Für die Untersuchung wurden Blutproben aus einer Datenbank untersucht, und zwar das Blut von 86 Personen, die erst im späteren Verlauf ihres Lebens an einer RA erkrankten, sowie Blutproben von 69 RA-Patienten und von 256 Gesunden. Von den 30 Botenstoffen, die die Forscher genauer unter die Lupe nahmen, waren einige schon Jahre vor dem Auftreten der ersten Krankheitsanzeichen deutlich erhöht. Bei bereits an RA erkrankten Patienten waren hingegen andere Botenstoffe im Vergleich zu den noch nicht Erkrankten und den Gesunden der Kontrollgruppe auffällig angestiegen. Das bestätigt die bisherige Vorstellung über die Entwicklung einer RA, dass das Immunsystem stufenweise aktiviert wird und der Prozess, der letztendlich zu einer RA führt, einsetzt, lange bevor erste Symptome der Krankheit auftreten. Aufgrund dieser Erkenntnisse hoffen die Forscher, betroffene Patienten künftig mit einem entsprechenden Bluttest früher erkennen und behandeln zu können, um so eher den Krankheitsverlauf abmildern oder sogar zum Stillstand bringen zu können. Noch ist ein solcher Bluttest allerdings nicht verfügbar. Manche Ärzte - wie Prof. Alan Silman von der Arthritis Research Campaign - zweifeln auch an seiner praktischen Bedeutung, da es schwierig sein könnte, Patienten ohne Symptome mit einem Test behelligen zu wollen. 

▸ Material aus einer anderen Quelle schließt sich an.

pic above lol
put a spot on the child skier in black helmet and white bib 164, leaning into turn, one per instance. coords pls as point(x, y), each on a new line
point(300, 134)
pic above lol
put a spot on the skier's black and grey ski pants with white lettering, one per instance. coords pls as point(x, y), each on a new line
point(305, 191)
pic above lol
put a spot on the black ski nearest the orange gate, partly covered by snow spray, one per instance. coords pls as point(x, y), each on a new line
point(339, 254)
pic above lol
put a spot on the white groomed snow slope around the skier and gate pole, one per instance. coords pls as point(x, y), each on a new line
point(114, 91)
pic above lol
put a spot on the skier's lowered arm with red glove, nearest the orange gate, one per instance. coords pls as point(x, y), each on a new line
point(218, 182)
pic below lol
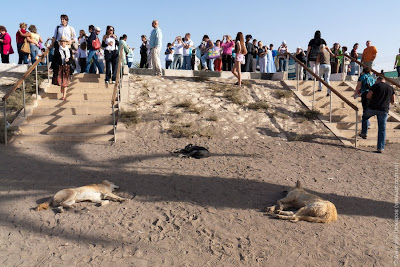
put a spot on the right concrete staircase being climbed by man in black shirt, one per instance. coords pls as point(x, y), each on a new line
point(343, 116)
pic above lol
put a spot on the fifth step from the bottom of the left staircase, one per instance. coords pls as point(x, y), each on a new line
point(46, 102)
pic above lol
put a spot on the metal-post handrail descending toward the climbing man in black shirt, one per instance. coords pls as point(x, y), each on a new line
point(316, 77)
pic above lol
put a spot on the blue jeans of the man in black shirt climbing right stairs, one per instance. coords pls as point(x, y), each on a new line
point(382, 118)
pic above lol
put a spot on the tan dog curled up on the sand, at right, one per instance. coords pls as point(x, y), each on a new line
point(310, 207)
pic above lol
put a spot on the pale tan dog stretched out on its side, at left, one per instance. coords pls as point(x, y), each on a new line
point(97, 193)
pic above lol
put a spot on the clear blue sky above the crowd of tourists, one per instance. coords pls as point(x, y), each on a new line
point(295, 21)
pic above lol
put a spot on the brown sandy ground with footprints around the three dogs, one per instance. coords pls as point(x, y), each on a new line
point(207, 212)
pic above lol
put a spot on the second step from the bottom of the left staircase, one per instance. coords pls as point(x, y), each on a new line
point(73, 128)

Darüber hinaus stehen in der Forschung seit 2010 neue Klassifikationskriterien (ACR/EULAR-Kriterien) zur Verfügung, um Personen mit einem hohen, familiär bzw. genetisch bedingten RA-Risiko frühzeitig identifizieren zu können. Diese Kriterien sind dazu geeignet, Patienten in einem sehr frühen RA-Stadium zu erkennen - wie eine aktuelle Untersuchung zeigt, die vor kurzem auf dem ACR-Kongress (American College of Rheumatology) in Atlanta vorgestellt wurde (siehe ACR 2010, Abstract Nr. 658). Voraussetzung ist, dass der Patient eine Entzündung an mindestens einem Gelenk aufweist; dann wird ein so genannter Score ermittelt, in dessen Gewichtung u.a. auch die Dauer der Beschwerden, die Menge an Antikörpern im Blut und erhöhte Entzündungsmarker mit einfließen. Eine gesicherte RA als  Diagnose erfolgt bei einem Score größer/gleich 6. Nach Angaben von Studienleiter Prof. Holers aus Denver sind die ACR/EULAR –Klassifikationskriterien ein hervorragendes Tool, um Patienten mit einer sehr frühen RA zu identifizieren. Damit sollte es in der Forschung auch möglich werden, frühere RA-Krankheitsstadien als bisher zu untersuchen. Die frühere Diagnosestellung ermöglicht die frühzeitigere Einleitung der richtigen Behandlung und führt dadurch zu einem günstigeren Krankheitsverlauf.